The roll-clad composite sheet was peeled to investigate the bonding characteristics. The peeled-off specimen from the AZ31/steel bonding interface because of the weak multilayer composite sheet. Figure 5a,b shows the peel-fracture surfaces of the steel side and AZ31 side, respectively. Both fracture surfaces exhibited large cleavage planes, which suggests the occurrence of a typical brittle fracture during the peel test.

Figure 5

(a,b) Fracture surfaces of the steel side and of the AZ31 side. (c,d) XRD spectra of the steel side and of the AZ31 side (Zn: ICCD card M010870713; Fe: ICCD card N010851410; Mg0.97Zn0.03: ICCD card N030654596;).

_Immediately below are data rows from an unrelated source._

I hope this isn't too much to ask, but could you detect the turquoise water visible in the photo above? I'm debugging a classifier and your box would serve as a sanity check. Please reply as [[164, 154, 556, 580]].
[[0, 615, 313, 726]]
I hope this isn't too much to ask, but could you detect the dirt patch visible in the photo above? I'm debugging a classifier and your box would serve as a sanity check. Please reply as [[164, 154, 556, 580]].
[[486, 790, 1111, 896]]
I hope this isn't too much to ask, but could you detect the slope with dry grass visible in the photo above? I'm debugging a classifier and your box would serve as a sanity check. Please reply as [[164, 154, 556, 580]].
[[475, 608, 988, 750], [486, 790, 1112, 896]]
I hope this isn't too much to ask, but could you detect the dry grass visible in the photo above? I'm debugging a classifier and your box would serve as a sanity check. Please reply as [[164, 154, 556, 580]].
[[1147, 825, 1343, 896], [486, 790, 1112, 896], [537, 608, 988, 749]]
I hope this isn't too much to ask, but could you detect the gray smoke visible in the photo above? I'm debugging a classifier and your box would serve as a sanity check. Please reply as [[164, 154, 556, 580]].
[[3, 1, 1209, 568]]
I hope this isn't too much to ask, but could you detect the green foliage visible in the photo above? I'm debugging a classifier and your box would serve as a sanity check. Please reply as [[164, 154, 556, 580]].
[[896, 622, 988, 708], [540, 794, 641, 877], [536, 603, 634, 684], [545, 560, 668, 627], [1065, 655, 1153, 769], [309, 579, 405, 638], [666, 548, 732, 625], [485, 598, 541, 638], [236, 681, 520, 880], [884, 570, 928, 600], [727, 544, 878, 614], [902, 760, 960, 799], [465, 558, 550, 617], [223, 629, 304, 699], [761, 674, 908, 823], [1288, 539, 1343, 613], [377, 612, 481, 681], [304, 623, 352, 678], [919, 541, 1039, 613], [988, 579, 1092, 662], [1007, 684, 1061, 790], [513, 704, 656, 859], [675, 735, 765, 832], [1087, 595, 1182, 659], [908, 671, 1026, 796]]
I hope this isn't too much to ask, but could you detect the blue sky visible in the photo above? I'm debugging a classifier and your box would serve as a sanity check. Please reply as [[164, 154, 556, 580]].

The XRD patterns of the fracture surfaces are shown in Figure 5c,d. Fe was present in the fracture surface of the steel side. However, no Fe–Zn compounds were detected. Meanwhile, Zn was detected on both sides, which indicated that the Zn coating did not completely melt or react with Mg due to the high cooling speed. However, Mg was not detected on the fracture surface of the AZ31 side, and only the 0.97Mg–0.03Zn phase was observed. The appearance of the new phase indicated that during the roll cladding process, the Zn coating diffused into the AZ31 and reacted with Mg under the high heat and pressure conditions. The solid solubility limit of Zn in Mg is approximately 2% and implies that the 0.97Mg–0.03Zn phases can precipitate from the supersaturated solid during the cooling process. Intermetallic compounds are generally characterized by brittleness or low ductility. The observed composite sheet fractures from the 0.97Mg–0.03Zn phase can be attributed to the abovementioned characteristics. Similar results were reported in the deformation of Mg alloys, particularly in welding Mg alloy to steel via solid-phase friction-stir welding [23,24,25]. The XRD results showed that the Zn coating from GS improved the metallurgical bonding of AZ31 and steel. The two materials were bonded by the transition layer composed of Zn and the 0.97Mg–0.03Zn intermetallic compound.

4. Conclusions

GSs were roll-clad on the AZ31 Mg alloy sheet surface, and a new multilayer composite sheet composed of Fe/Mg/Fe was successfully produced. Bonding occurred as the reduction ratios increased up to over 10%. Results revealed that clad Fe significantly improved the surface hardness of the Mg alloy sheet from HV 65 to HV 132. A transition layer that consists of Zn and a 0.97Mg–0.03Zn IMC was formed at the steel/AZ31 interface. This transition layer bonds the different materials. Furthermore, the Zn coating from GS improved the metallurgical bond between Mg and Fe.